こんにちは!フィードフォースで広告運用コンサルタントをしている杉崎です。

AppleのiOS14.5が2021年4月末にリリースされ、App Tracking Transparency(以下、ATT)の適用が開始されました。

2021年7月時点で日本では8割を超えるユーザーがアップデート済みという調査結果もあり、アプリ起動時にデータ収集のパーミッション画面が表示されたことのある方も多いのではないでしょうか。

自社アプリの集客で広告を利用している企業にとって特に注目度の高いATT。それがマーケティング施策にどのような影響を与えるのか、今回はCriteoアプリ広告に絞って解説します。
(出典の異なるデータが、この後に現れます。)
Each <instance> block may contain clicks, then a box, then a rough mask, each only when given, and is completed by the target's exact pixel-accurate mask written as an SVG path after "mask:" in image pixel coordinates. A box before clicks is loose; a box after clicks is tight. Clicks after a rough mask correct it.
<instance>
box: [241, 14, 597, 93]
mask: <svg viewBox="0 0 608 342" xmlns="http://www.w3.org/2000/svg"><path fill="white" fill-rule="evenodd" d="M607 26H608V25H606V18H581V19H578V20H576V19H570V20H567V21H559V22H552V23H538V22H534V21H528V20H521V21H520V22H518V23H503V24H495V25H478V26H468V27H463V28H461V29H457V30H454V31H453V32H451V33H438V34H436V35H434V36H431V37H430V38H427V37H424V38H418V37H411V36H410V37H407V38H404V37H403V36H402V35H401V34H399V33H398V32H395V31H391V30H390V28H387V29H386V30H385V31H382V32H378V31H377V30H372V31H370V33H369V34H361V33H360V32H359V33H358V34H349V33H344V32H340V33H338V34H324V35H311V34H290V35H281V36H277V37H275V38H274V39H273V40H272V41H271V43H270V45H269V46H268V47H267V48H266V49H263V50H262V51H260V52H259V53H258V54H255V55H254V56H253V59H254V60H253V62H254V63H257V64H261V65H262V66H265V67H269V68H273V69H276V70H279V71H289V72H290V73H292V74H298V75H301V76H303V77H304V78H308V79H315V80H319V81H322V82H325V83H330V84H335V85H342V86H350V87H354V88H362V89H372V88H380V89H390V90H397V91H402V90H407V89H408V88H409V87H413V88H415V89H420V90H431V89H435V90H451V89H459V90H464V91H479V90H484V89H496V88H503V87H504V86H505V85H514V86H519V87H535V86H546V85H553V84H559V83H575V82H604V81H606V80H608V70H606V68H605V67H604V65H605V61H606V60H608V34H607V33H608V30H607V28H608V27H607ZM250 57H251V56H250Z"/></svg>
5分程度で読める内容ですが、お時間の無い方は最後の「まとめ」をご覧ください。

Criteoアプリ広告とATTのおさらい

まず、Criteoアプリ広告とATTについて、簡単におさらいしましょう。

Criteoアプリ広告について

WEB広告で広く利用されているCriteoですが、アプリのインストールやアプリ内コンバージョンの促進など、目的に応じた3種のソリューションが存在しています。

インストールキャンペーン

アプリを持っていない人へ、アプリをインストールしてもらうための広告

リエンゲージメントキャンペーン

アプリを持っているが一度も利用がない / 長期間利用がないユーザーへ、アプリを再度使ってもらうための広告

ダイナミックリターゲティングキャンペーン

アプリを持っているユーザーへ、アプリで閲覧した商品や関連商品をダイナミックバナーで表示し、購入を促進するための広告

Criteoアプリ広告については、過去の弊社記事でも詳細に解説しております。こちらもあわせてご参照ください。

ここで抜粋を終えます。